O caso já havia sido analisado pela Corregedoria da Câmara no ano passado, mas acabou arquivado pela Mesa Diretora. De acordo com a assessoria da Casa, a orientação, agora, é de aguardar uma definição judicial antes de definir pela abertura de processo administrativo.

No STF, o inquérito de 198 folhas, sobre suspeita de peculato - crime praticado por funcionário público no exercício da profissão - e formação de quadrilha, corre em segredo de Justiça. Caberá a Peluzo definir a abertura ou não de processo.

O caso foi parar no Supremo porque envolve o deputado Luiz José Bittencourt (PMDB-GO). Quando as primeiras denúncias foram feitas à corregedoria, em março do ano passado, apareceram apenas evidências contra os ex-deputados Maurício Rabelo (TO) e Milton Barbosa (BA).

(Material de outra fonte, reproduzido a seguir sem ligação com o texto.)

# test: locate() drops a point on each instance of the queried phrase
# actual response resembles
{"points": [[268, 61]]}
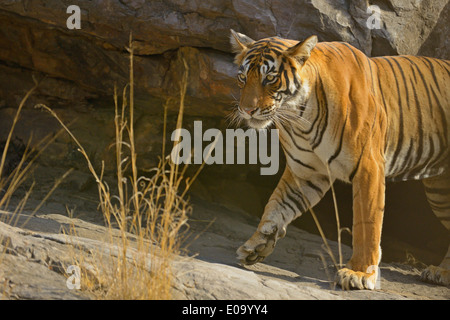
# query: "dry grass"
{"points": [[145, 217]]}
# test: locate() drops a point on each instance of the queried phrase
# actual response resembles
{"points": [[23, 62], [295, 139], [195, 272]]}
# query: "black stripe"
{"points": [[298, 161], [323, 107], [353, 173], [338, 150], [295, 142], [400, 134]]}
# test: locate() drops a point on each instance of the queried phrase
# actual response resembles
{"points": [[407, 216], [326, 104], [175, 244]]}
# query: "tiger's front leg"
{"points": [[361, 271], [291, 198]]}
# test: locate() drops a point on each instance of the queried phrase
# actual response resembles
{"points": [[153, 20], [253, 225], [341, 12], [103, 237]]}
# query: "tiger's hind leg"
{"points": [[438, 194]]}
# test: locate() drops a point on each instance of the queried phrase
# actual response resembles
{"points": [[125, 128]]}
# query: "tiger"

Pelo menos três bilhetes comprados com dinheiro público pelo gabinete do deputado Bittencourt, em 10 de abril de 2006, teriam sido revendidos pela Katar Turismo, empresa maringaense, à Universidade Estadual de Maringá (UEM). A Katar era fornecedora exclusiva para a UEM.

Passagens compradas com créditos dos gabinetes dos então deputados Rabelo e Barbosa também teriam sido revendidas pela agência de turismo para a Prefeitura e a Câmara Municipal de Maringá.